Das Finanzgericht (FG) wies die Klage ab. Es begründete die Klageabweisung wörtlich wie folgt: ,,Die Klage ist bereits unzulässig. Denn wenn der gemeinsame Bevollmächtigte der Kläger die Sozialhilfesätze, nach denen der begehrte Grundfreibetrag bemessen werden soll, weder beziffert noch - wie in Parallelfällen - als Regelsätze oder als Höchstsätze konkretisiert, versetzt er das Gericht nicht in die Lage, die Grenzen seiner Entscheidungsfindung zu bestimmen". Im übrigen setzte sich das FG nur noch mit der von Klägern beantragten Aussetzung des Verfahrens bis zur Entscheidung des Bundesverfassungsgerichts (BVerfG) über die Verfassungsmäßigkeit der Freibeträge auseinander. Es lehnte die Aussetzung des Verfahrens ab (wörtlich), ,,da der Senat die Verfassungsmäßigkeit aller beanstandeten Freibetragsregelungen aus den beiden Seiten bekannten Gründen nicht bezweifelt".

Mit der vom FG nicht zugelassenen Revision rügen die Kläger die Verletzung des § 116 Abs. 1 Nr. 5 der Finanzgerichtsordnung (FGO), weil das Urteil nicht mit Gründen versehen sei. Das FG habe die Klage allein deshalb als unzulässig abgewiesen, weil die Höhe des beantragten Grundfreibetrages nicht beziffert worden sei. Auf die Klagebegehren hinsichtlich der Kinderfreibeträge und des Ausbildungsfreibetrages sei das FG überhaupt nicht eingegangen.

Gleichzeitig mit der Revision (in demselben Schriftsatz) haben die Kläger auch Beschwerde gegen die Nichtzulassung der Revision durch das FG mit der Begründung eingelegt, das FG habe seine Fürsorgepflicht gemäß § 76 Abs. 2 FGO verletzt, weil es nicht auf den seiner Meinung nach sachdienlichen Klageantrag hingewirkt habe. Der Nichtzulassungsbeschwerde hat der erkennende Senat mit Beschluß vom heutigen Tage III B 312/90 stattgegeben.

 

Entscheidungsgründe

1. Die Revision ist zulässig. Durch die mit Beschluß des erkennenden Senats vom heutigen Tage III B 312/90 erfolgte Zulassung der Revision verwandelt sich die von den Klägern eingelegte zulässige (s. unten) Verfahrensrevision i. S. des § 116 Abs. 1 Nr. 5 FGO in eine zugelassene Revision, ohne daß es einer erneuten Revisionseinlegung bedarf (vgl. Urteil des Bundesfinanzhofs - BFH - vom 28. März 1979 I R 58-59/78, BFHE 128, 135, BStBl II 1979, 650).

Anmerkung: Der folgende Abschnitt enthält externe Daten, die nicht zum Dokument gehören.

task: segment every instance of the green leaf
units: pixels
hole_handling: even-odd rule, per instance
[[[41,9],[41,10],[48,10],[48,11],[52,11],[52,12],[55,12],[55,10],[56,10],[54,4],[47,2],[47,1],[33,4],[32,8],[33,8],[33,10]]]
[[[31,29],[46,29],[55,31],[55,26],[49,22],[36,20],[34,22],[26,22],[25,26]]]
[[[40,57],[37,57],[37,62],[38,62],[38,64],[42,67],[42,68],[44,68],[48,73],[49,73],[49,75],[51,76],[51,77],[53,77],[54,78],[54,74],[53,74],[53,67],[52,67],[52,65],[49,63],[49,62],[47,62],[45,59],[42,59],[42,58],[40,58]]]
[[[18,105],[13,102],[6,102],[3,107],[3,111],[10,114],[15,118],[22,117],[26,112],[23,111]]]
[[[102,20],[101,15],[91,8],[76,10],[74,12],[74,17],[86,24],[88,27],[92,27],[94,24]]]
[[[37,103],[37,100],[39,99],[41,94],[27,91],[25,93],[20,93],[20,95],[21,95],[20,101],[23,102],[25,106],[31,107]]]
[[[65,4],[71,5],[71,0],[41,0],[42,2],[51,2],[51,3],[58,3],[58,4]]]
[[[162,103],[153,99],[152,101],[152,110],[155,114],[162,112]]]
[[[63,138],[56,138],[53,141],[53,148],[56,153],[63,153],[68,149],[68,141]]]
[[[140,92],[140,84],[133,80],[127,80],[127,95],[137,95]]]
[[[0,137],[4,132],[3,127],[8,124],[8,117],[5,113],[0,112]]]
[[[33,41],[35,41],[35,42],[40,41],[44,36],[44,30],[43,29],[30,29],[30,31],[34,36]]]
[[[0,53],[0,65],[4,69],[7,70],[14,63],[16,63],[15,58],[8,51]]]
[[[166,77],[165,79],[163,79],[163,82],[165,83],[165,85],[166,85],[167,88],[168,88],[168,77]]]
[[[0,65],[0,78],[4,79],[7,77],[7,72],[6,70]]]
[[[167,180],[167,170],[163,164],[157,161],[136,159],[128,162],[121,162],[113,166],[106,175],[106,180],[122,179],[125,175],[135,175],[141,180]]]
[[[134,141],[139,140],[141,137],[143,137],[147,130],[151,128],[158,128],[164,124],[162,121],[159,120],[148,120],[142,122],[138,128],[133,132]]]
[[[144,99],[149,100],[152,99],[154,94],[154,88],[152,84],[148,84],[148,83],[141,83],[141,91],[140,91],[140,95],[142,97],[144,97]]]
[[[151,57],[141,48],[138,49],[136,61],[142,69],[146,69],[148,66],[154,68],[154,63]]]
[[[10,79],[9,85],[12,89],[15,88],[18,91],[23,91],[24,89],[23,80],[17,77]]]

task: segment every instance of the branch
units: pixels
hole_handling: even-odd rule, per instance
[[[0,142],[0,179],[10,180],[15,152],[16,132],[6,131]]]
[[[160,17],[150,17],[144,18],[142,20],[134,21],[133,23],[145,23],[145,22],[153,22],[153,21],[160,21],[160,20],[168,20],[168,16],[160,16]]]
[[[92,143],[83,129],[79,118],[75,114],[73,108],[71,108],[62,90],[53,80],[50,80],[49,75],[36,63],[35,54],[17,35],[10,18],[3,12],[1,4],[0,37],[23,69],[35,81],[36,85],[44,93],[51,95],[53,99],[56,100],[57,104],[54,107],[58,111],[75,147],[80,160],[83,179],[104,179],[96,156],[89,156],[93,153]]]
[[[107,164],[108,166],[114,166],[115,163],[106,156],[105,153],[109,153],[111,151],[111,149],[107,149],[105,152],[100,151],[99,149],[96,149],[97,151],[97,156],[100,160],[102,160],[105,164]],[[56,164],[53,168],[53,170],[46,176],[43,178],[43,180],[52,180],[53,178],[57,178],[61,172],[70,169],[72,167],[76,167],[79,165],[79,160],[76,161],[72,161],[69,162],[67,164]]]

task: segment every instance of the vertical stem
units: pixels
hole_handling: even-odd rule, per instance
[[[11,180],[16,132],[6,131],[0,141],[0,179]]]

Unabhängig davon ist im Streitfall die Revision auch ohne die Zulassung durch den Senat statthaft. Nach § 116 Abs. 1 Nr. 5 FGO bedarf es keiner Zulassung der Revision, wenn die Entscheidung nicht mit Gründen versehen ist. Hierauf berufen sich die Kläger, indem sie vortragen, das FG sei auf ihre Rügen eines zu niedrigen Kinderfreibetrages und eines zu niedrigen Ausbildungsfreibetrages überhaupt nicht eingegangen.

2. Die Revision ist auch begründet. Nach § 119 Nr. 6 FGO ist ein Urteil stets als auf der Verletzung von Bundesrecht beruhend anzusehen, wenn die Entscheidung nicht mit Gründen versehen ist.

Die Voraussetzungen dieser Bestimmung sind nicht nur erfüllt, wenn dem Urteil überhaupt jede Begründung fehlt. Ein Urteil ist vielmehr ebenfalls dann nicht mit Gründen versehen, wenn seine Begründung in wesentlichen Punkten unvollständig ist. Das ist u. a. dann der Fall, wenn die Entscheidungsgründe einen selbständigen Anspruch oder ein selbständiges Angriffs- oder Verteidigungsmittel mit Stillschweigen übergehen (Urteil des BFH vom 11. Juni 1969 I R 27/68, BFHE 95, 529, BStBl II 1969, 492).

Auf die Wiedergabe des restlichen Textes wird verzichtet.